The fashion houses of Milan will throw freebies at Simeone and Zinedine Zidane

The beautiful game isn’t always known for its beautiful fashion. Every time Arsene Wenger wears his zippy trench coat on the touchline a Milanese tailor slams his tape measure against a wall. But this year’s Champions League final will be somewhat different.

In Simeone and Zinedine Zidane Atletico Madrid and Real Madrid boast two of the most fashionable coaches in the game. New York, Paris and Milan might be considered the fashion capitals of the world, but with those two patrolling the touchline of their respective clubs Madrid might soon join such company.

And so in the Italian capital of fashion Simeone and Zidane will have freebies chucked at them from every angle. Pants, socks, cravats, pocket squares, Milan’s fashion houses will essentially empty on the two managers in the hope that they will wear their label on the touchline on Saturday night. Even shoes will be thrown, and for once it won’t be Arda Turan throwing them.

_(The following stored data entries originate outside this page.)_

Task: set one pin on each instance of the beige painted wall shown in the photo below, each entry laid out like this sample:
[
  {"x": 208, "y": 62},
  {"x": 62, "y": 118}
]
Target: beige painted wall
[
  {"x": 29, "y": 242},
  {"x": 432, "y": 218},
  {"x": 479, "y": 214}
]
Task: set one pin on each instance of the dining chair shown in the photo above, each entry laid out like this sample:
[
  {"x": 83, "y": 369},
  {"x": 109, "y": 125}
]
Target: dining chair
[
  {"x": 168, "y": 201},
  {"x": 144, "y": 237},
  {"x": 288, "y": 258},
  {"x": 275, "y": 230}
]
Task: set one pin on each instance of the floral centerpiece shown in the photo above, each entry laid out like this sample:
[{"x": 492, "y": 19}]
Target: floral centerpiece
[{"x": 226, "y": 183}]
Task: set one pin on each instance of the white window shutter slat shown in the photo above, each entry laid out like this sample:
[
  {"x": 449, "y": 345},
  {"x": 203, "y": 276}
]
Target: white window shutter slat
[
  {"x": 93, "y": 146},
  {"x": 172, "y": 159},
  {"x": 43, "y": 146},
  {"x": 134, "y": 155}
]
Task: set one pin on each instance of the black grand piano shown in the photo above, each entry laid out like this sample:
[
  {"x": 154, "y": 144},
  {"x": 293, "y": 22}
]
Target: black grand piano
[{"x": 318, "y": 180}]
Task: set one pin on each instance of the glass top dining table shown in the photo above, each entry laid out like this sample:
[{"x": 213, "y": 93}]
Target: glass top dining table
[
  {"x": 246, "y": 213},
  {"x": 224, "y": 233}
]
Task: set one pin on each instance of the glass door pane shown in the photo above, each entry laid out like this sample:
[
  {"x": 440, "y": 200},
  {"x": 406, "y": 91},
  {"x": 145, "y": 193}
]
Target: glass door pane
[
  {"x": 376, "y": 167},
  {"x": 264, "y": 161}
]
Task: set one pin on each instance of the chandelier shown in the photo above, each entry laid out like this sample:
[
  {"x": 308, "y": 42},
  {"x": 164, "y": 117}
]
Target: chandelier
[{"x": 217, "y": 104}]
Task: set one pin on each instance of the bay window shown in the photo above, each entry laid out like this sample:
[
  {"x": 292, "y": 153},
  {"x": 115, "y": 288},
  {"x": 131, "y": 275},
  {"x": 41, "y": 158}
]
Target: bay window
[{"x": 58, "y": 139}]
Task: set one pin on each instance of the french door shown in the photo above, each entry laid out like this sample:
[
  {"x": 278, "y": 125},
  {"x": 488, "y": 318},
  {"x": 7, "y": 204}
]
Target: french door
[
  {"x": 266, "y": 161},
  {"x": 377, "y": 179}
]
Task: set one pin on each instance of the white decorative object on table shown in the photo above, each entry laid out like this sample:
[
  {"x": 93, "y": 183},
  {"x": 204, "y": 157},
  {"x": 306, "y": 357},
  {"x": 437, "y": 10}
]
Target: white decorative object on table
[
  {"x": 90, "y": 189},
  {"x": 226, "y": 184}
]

Gareth Bale will stand and watch as Ronaldo thumps every freekick into the wall

There is a freekick master at Real Madrid. He might even be the best freekick taker in all of world football. The whip, speed and swerve he can get on a set piece is quite astonishing, giving Los Blancos real threat from anywhere around the edge of the penalty area.

Rather bizarrely though, the freekick master isn’t actually the one who takes the freekicks at Real Madrid. Ronaldo, not Bale, takes the freekicks, regardless of where they are on the pitch, invariably smashing every single one of them straight into the wall. On the odd occasion they don’t go into the wall they’re ballooned over the bar.

Maybe Ronaldo is still living off that freekick he once scored against Portsmouth. Or the one he scored against Arsenal in the Champions League. Whatever the reason, Real Madrid are being robbed of the threat Bale can offer from set pieces. Against Atletico Madrid the Welshman will stand by and watch as Ronaldo smashes freekick after freekick into the wall knowing that he could do a better job. Not even the West Bank wall took this much of a battering.